Não quero dar fim à vida. Quando falo de vazio, não é de tristeza que traço caminho, e deve ser justamente por isso que o fim não é a solução para o que começou porque o rasgo na pele não sara. Foi justamente por causa dele que eu deixei que todos os outros surgissem. Não cuidei de nenhum deles. Trinquei as portas da mente no beco da alma com a esquina do que deveria ser.
Lembro-me do cheiro do balcão que serviu de cenário para o hálito bêbado que avisou o hálito de córrego que esperaria por mim se eu pisasse mais fundo no desejo. Não temi ter os olhos arrancados, ter que ir embora  ou trocar minha alma pelo breu para que eu tivesse o lábio desenhado no meu assim que tudo estivesse acertado.
Assinei com os meus lábios para tocá-los em outros. Consegui.
Sentei e esperei que me levassem embora. Deixaram-me.
Não ando. Tenho pernas, mas paro.
Não consigo. Não tento.
Não quero.
Preço.

1.1.10

Tudo o que eu consigo dizer às 04:11 da manhã do primeiro dia da sequência que vem para parecer que não acaba é que eu te amo. A única coisa que não sei e que não cala é que eu não tenho consciência se te amo porque eu não te conheço ou se não te conheço porque eu te amo e só Deus sabe que eu saberei que te amo quando conhecer ou justamente o contrário.

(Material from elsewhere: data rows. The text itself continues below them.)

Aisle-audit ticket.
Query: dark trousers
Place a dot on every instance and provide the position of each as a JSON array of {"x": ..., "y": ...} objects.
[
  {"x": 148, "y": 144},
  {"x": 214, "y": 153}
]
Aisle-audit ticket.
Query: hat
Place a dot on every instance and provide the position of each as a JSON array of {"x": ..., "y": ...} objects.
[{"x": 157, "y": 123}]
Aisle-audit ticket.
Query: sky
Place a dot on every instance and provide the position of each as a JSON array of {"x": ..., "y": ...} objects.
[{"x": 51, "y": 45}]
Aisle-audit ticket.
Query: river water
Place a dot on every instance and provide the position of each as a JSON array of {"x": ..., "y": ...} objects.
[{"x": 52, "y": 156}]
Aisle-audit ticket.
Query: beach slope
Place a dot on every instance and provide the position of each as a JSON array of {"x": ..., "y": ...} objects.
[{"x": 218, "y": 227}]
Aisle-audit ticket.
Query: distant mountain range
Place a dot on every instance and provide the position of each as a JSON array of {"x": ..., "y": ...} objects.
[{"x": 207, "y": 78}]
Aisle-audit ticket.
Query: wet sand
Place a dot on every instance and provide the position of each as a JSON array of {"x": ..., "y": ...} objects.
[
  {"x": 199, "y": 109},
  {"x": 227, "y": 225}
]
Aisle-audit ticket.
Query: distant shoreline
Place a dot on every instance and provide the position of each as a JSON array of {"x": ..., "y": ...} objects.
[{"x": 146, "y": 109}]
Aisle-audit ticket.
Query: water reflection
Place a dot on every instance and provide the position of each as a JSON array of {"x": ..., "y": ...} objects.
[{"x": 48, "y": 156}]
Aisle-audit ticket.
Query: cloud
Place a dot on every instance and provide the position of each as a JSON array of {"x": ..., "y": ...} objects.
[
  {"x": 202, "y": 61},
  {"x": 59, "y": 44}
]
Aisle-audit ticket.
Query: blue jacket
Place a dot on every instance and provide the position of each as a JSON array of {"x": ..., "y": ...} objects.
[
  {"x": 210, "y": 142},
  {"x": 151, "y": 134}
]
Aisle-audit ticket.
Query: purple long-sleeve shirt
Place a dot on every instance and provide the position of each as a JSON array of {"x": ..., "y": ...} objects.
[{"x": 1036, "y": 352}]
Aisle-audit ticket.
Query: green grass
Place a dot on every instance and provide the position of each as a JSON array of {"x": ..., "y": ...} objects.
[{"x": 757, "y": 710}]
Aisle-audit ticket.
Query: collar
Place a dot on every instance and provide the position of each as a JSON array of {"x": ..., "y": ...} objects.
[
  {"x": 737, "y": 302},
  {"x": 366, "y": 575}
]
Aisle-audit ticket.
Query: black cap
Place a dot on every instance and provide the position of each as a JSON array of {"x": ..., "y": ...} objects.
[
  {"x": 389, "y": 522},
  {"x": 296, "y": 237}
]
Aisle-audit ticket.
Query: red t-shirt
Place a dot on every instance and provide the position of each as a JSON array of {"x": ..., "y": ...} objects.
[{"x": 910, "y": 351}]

Mesmo que seja o oposto, o importante é que eu sei que eu sonho e eu temo, e temer não é não poder, não é não amar, não é não querer e, isso sim, é justamento o contrário. Quero soltar a linha que está presa no meu carretel de palavras, soltar o abraço preso pela música  emprestada e quero dançar contigo a dança que prometi dançar em troca de algo que eu não me lembro o que é, e nem importa. O que eu sei é que eu te amo e não sei quando eu te amarei pra poder dizê-lo. Espero em meio a críticas bonitas, olhos bonitos distanciados, nascimentos, esperanças e rótulos em garrafas de água.